I think the bolded is really important. You need more clinical hours - and ideally, in a variety of areas of medicine (lab animal, small animal, large animal if you can get it) to be able to make an informed decision. A DVM is a big undertaking, both financially and mentally, and that's part of why programs want to see those hours - to know that you are making that decision with enough knowledge of the field to really know what you're committing to. That's particularly important for people who want to go into things like research, where you could do what you want to do with a master's or a PhD (particularly if you don't want to be a PI and really prefer bench work over grant writing) - you need those other exposures to be able to understand and explain why you need a DVM to do what you want to do.

@WildZoo and I are both dual degree students, although we've approached it in different ways (she completed her DVM first; I'm doing my PhD in the middle of my DVM) and would be happy to talk more about how we landed on doing both degrees if that would be helpful. Don't mind me just casually volunteering her for things :laugh:
So helpful thank you!! I was hoping to just be able to get away with the DVM or even just a masters to avoid the PhD.... but it looks like to continue in research I will need it. I’m sort of new to the forums... can I DM you somehow to ask about your dual-degree process?
 
So helpful thank you!! I was hoping to just be able to get away with the DVM or even just a masters to avoid the PhD.... but it looks like to continue in research I will need it. I’m sort of new to the forums... can I DM you somehow to ask about your dual-degree process?
Yup, I set one up :)
 
How little is "little vet experience" - how many hours do you have?
What do you want to do with your DVM?


So, here's the thing. There's probably some story out there of someone who applied to vet school and was admitted without a LOR from a vet. But that being said, I think it's pretty reasonable to say that you need to have a letter from a veterinarian. You need someone who is in the profession to be able to vouch for you as someone who can contribute something to it. Applications to veterinary school are essentially you trying to sell yourself to programs as a great candidate - as someone who is going to contribute positively to the field of veterinary medicine as a whole. If no one currently in the field is going to support your assertions, how do you think that looks to the committees reviewing applications?

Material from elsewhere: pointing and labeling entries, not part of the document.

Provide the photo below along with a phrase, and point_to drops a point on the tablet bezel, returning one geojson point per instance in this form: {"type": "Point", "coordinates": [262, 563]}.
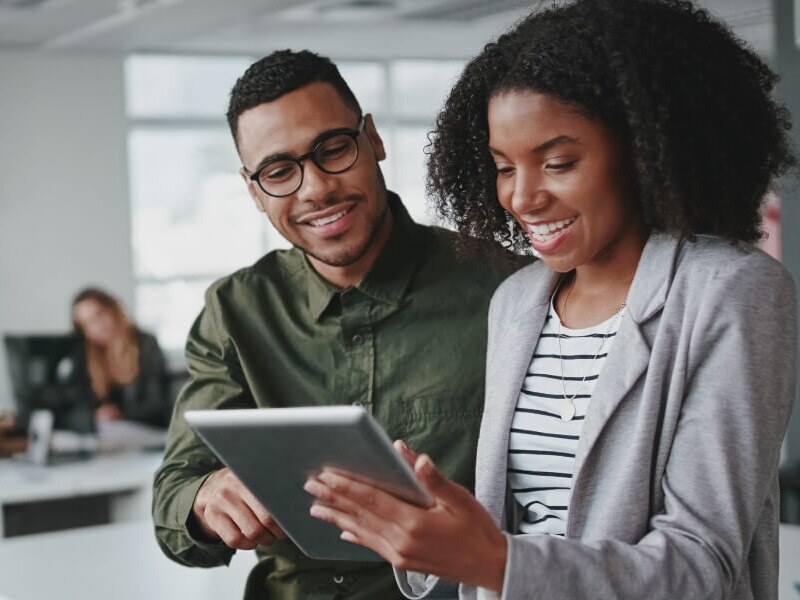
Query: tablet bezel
{"type": "Point", "coordinates": [253, 443]}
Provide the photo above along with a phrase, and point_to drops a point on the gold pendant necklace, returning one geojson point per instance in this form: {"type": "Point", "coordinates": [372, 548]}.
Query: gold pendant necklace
{"type": "Point", "coordinates": [568, 409]}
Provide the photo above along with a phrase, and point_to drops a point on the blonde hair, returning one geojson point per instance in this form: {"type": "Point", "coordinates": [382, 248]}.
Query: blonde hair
{"type": "Point", "coordinates": [118, 362]}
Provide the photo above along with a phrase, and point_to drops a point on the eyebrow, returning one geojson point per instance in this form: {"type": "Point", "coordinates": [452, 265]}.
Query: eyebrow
{"type": "Point", "coordinates": [551, 143]}
{"type": "Point", "coordinates": [289, 155]}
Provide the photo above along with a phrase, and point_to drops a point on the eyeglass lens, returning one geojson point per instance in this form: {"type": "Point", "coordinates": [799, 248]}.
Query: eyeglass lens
{"type": "Point", "coordinates": [333, 155]}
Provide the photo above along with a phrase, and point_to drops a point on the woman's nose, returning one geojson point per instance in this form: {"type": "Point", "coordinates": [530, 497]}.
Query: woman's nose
{"type": "Point", "coordinates": [529, 196]}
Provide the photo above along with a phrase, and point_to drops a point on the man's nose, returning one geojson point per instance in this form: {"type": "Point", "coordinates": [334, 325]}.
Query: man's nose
{"type": "Point", "coordinates": [317, 184]}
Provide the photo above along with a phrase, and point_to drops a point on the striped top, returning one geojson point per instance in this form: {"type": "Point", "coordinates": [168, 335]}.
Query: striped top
{"type": "Point", "coordinates": [542, 447]}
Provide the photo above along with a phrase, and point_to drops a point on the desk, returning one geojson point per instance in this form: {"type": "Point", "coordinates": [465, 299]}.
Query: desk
{"type": "Point", "coordinates": [123, 561]}
{"type": "Point", "coordinates": [120, 561]}
{"type": "Point", "coordinates": [127, 479]}
{"type": "Point", "coordinates": [789, 537]}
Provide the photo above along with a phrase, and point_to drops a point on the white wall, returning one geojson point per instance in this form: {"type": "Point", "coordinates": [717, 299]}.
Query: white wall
{"type": "Point", "coordinates": [64, 217]}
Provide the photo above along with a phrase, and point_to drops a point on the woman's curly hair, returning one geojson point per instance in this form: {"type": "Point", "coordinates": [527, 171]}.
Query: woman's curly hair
{"type": "Point", "coordinates": [691, 104]}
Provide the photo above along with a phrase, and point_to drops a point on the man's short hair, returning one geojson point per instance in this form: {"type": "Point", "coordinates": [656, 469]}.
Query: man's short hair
{"type": "Point", "coordinates": [282, 72]}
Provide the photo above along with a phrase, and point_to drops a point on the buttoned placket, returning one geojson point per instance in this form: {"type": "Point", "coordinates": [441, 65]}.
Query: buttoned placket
{"type": "Point", "coordinates": [359, 348]}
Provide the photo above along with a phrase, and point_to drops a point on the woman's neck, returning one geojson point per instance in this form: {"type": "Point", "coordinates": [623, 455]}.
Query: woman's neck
{"type": "Point", "coordinates": [596, 291]}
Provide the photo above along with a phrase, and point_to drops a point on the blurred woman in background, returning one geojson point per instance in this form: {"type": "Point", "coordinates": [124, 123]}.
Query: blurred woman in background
{"type": "Point", "coordinates": [126, 366]}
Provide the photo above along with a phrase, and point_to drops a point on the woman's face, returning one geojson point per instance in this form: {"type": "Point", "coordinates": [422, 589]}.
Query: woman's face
{"type": "Point", "coordinates": [97, 322]}
{"type": "Point", "coordinates": [563, 178]}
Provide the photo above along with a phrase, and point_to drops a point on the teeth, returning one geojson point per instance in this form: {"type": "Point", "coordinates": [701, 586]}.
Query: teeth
{"type": "Point", "coordinates": [542, 231]}
{"type": "Point", "coordinates": [327, 220]}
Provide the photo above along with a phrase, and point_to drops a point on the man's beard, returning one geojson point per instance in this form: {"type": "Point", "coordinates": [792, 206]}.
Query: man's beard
{"type": "Point", "coordinates": [344, 258]}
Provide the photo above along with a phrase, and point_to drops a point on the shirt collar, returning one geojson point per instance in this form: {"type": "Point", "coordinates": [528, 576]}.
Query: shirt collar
{"type": "Point", "coordinates": [391, 274]}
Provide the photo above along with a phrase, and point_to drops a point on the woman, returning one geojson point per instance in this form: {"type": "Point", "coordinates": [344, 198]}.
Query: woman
{"type": "Point", "coordinates": [640, 376]}
{"type": "Point", "coordinates": [125, 365]}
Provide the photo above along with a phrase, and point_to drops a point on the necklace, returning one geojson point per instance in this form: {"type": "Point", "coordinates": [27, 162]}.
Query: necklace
{"type": "Point", "coordinates": [568, 406]}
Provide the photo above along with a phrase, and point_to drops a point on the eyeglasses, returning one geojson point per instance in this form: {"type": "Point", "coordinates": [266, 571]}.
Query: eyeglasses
{"type": "Point", "coordinates": [334, 153]}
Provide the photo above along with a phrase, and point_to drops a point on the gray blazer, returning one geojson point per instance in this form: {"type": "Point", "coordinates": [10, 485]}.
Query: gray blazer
{"type": "Point", "coordinates": [675, 489]}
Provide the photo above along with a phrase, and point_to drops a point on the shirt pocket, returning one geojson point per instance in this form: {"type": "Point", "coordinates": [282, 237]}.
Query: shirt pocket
{"type": "Point", "coordinates": [446, 429]}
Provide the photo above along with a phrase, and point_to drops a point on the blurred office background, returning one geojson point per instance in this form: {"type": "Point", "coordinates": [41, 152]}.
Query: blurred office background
{"type": "Point", "coordinates": [117, 168]}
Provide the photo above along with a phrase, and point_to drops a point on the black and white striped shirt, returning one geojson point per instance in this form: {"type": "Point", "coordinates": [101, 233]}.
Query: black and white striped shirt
{"type": "Point", "coordinates": [542, 447]}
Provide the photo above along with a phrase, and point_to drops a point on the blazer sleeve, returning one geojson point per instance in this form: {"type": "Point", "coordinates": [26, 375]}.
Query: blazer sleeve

It either looks like you haven't involved yourself in the field enough to make those connections - and therefore are unlikely to have the knowledge of the field to make an enormous financial and time commitment to its study - or like you aren't a strong enough candidate to have support from people who have gone through the process and working in vet med now. If you were on an admissions committee and reviewing applications, and had one with 3 letters of rec but none of them coming from veterinarians, how much weight would you put on those letters saying that this person has what it takes to be successful during and beyond vet school, compared to an applicant with 1 or more vets?
That makes sense, thank you! I worked as a vet assistant part time for a semester in college and got around ~160 hours, but I'm not sure if that vet will write me a letter of rec since I didn't work there for a long time. I'm struggling to find places to get veterinary experience at now too.
 
Did you have a veterinarian LOR or no?
It looks like mackdelraye already addressed this comprehensively, but yes I did have a vet LOR. The vet was aware of my hours situation as well of course of COVID, so I think it was a unique situation to this year. I will say, even for the schools that did not require a vet LOR, I would have felt very unconfident applying without one, as with my nontrad background, I think having a vet vouching for me was a bare minimum to say, yes, I believe this student despite her lack of many hours still has the right perspectives and experiences for her to be ready for vet school.